やっぱり一番人気は大富豪で、テントを四つも使う盛況ぶりだった。
「革命よ! あっはっはっは! 来たわね。あたしの時代が!」
ドヤ顔で革命を決めたアリスに対して、私はクールに切り返した。
「やはりキャリア半年の素人ではそんなものだな。革命返し」
「うぎゃあああーーーー!」
アリスが絶叫した。どうせ一番弱い3とかしか残ってないんだろう。
「なんでそんなに強いのよ~!」
「当たり前だよ。誰が教えたと思ってるの?」
それにこっちは中学卒業まで一緒に暮らしてた、様々なゲームの達人である従兄のケンに直々に鍛えられてるからね。親戚の家は思い出したくもないくらい嫌いだったけど、ケンだけは別だ。昔は一時期いじめられてたけど、それがなくなってからはずっと気の良い兄貴だった。この世界に来るまでは、離れて暮らすようになっても時々メールとかで連絡取ってたくらいだ。
「くー! 今に見てなさいよー!」
「くっくっく。待ってるよ」
悪役の捨て台詞のような台詞を放った彼女に、私は待ち受ける強ボスなノリで返した。人は敗北を知って強くなる。負けず嫌いのアリスならいずれは追いついて来るだろう。

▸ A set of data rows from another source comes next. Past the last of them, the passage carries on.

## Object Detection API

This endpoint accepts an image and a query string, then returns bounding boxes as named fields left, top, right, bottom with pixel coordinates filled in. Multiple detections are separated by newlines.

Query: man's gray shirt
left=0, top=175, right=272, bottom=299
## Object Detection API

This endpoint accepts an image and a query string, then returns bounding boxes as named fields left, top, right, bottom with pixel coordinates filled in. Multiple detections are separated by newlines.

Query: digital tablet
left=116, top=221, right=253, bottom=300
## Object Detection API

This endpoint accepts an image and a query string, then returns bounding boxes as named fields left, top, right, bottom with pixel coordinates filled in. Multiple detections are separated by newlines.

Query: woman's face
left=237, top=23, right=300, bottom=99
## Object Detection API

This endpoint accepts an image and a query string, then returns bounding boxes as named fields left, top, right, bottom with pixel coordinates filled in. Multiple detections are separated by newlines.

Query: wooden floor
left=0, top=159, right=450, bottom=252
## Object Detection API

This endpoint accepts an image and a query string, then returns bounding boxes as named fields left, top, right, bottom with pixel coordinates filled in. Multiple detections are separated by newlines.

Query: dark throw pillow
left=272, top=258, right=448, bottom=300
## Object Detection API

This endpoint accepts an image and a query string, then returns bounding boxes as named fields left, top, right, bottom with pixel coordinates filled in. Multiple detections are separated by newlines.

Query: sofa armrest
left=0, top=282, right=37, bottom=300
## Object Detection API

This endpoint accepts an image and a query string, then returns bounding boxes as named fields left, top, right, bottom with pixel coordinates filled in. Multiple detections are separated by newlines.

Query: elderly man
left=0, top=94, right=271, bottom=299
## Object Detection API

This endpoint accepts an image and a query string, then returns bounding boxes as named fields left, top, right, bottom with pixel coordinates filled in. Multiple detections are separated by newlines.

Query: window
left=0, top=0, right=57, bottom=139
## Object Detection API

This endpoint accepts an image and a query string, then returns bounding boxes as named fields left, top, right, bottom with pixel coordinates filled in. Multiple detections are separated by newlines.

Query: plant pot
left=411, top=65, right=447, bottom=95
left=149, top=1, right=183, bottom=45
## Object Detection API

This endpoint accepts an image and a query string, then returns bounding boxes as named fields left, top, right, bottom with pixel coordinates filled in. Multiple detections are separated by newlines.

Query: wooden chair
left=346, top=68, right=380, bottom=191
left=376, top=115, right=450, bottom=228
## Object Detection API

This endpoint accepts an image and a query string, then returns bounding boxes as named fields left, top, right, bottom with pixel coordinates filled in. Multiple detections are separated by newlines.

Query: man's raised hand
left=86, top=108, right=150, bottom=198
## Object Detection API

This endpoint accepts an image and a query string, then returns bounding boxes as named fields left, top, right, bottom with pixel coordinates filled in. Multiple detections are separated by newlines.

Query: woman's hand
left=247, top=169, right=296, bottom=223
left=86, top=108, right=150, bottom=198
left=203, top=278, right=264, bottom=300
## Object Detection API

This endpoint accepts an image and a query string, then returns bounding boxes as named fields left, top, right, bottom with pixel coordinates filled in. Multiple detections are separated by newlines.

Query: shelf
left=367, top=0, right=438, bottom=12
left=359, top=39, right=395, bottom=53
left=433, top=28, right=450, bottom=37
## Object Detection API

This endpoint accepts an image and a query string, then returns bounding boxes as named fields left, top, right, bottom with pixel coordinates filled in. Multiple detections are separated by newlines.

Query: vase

そんなこんなで楽しんでいたら、本来眺めているだけの監督生であるはずのカルラ先輩も交じってきてさらに場は盛り上がった。やがて就寝時間になったのでお開きになった。
「おやすみ」
三人でそう言い合って寝袋に潜り込んだ。
なぜかこの日は眠れなかった。ぐっすり眠っているアリスやミリアを起こさないようにそっとテントを抜け出して、飛行魔法で木の上に登った。
枝に座り込んで夜空を見上げると、満天を埋め尽くす星々と、幻想的にゆらゆらと淡く輝く青い月が見えた。
そう。この世界の月は青い。
月はかなり真円に近付いていた。もうすぐ満月だ。
遠くで、ライノスの吠える声がいくつか聞こえた。普通はこんな夜中に吠えるものじゃないんだけど、どうしたのだろうか。
でも、それっきり声は止んだのであまり気にしなかった。
しばらく夜空を眺めていたら、寒くなってきた。明日もあることだし、そろそろテントに戻って無理にでも寝ようか。